Q: What all does SAP do?
A: We are the No. 1 business software company in the world. If you have the iPad and you order on iTunes today, you are running that on an SAP system. If you order a car from General Motors, the entire supply chain up to the delivery of that car is running on SAP.
If you are at Disney, and you are going into the theme park, they are running that whole customer experience — including the analytics that tell them they can sell more ice cream when it is hot than when it rains — all are happening on SAP software. So we do a lot of things.
We do things you perhaps don't realize like … (for the United Nations) our software is smart and can tell you that women in Pakistan benefit more from education and advanced education on a financial basis than men do because we have the deep drill-down analytics.
We have 180,000 customers in 130 countries. We said, "If we can help make public and private businesses run better, we can actually make the world run better."
Q: What global business trends are you seeing?
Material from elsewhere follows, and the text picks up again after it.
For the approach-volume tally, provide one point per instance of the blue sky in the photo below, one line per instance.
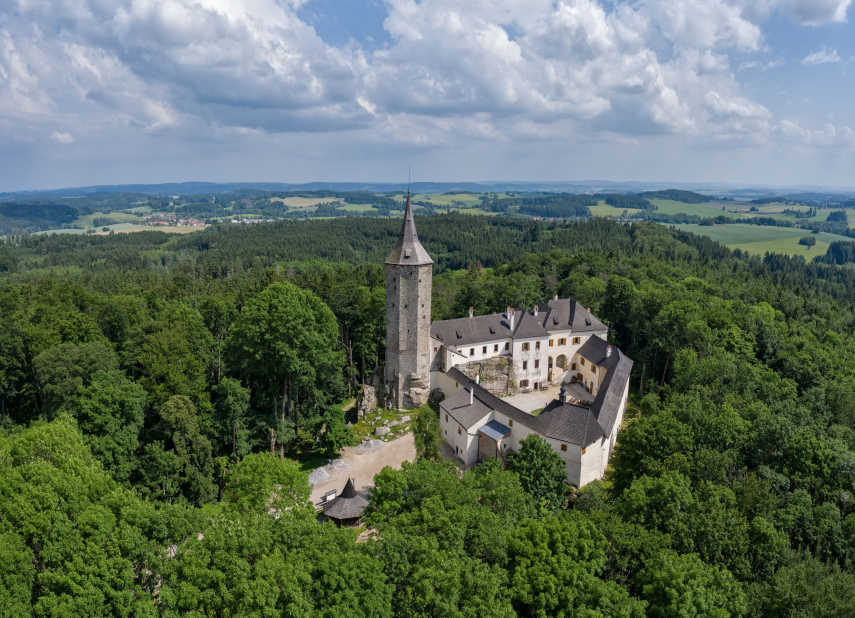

A: Obviously huge is this idea of big data. Data in the world is doubling every 18 months. The problem isn't in having enough information. Everyone has too much information. How do you make sense of it all so that you can make intelligent decisions?
The other movement is the cloud, this idea of putting infrastructure and aggregating data centers and heavy artillery, as it relates to hardware and IT, into a cloud. If I put 10 more servers in your business tomorrow and give you another PC refresh, it is not going to change the way you run your business. We want to take down the (spending on) things that don't matter, so we can free up cash for things that do.
And then mobility. By 2013, most all the computing experiences in the world will go through a smart device. There are about 6.5 billion people in the world by 2014 that will be experiencing applications on their mobile device in one form or another.
Mobility, big data and cloud computing, where you can grab things on the fly from the cloud, are going to change everything. And that is really what we built our strategy on.
Q: How does the cloud make things more efficient for business?
A: There is a structural change going on in IT today to move from 85 cents on a dollar being spent on hardware … to 60% being spent on hardware and services and the other 40 at least being spent on software and innovation. The cloud is a way to change that.
Q: But doesn't moving data to the cloud create new security issues?
A: You will see private clouds, public clouds and hybrid clouds. What we see most companies doing is protecting the precious assets of their business, the mission-critical data and business processes … either in a private cloud or on premise. … They are very careful with that data. That's the crown jewels of their company. Because of security issues, you will see people doing things publicly, privately and in hybrid clouds to protect mission-critical data.
Q: Why co-CEOs?
A: We are the third-generation co-CEOs. From the original founders, the company was based on a balance of power between co-CEOs, and in our company that really works. Very often, my co-CEO and I are on different continents doing different things. So two is better than one.
Finally, when it comes to big decisions, isn't it nice to have somebody by your side that has a different skill set and different perspective and point of view? People do that in their homes everyday. You can, oftentimes, come up with a more mature answer that saves you from making big mistakes.
Q: Why do you carry and use an iPad for business?
A: The second I saw how beautiful business applications are on it, I knew the world was going to go to the device. We were the first big consumer of Apple iPads. In fact, Steve Jobs himself gave me a call and said, "Why are you guys buying so many iPads?"
We like to take credit for helping the world run better and helping visionaries like Steve fulfill their dream.
Q: SAP doesn't market itself that way.
A: That's a good point. We need to stretch the brand a little bit and (in ad campaigns) make the consumer the hero. That's where we are going to stretch the brand in its next evolution.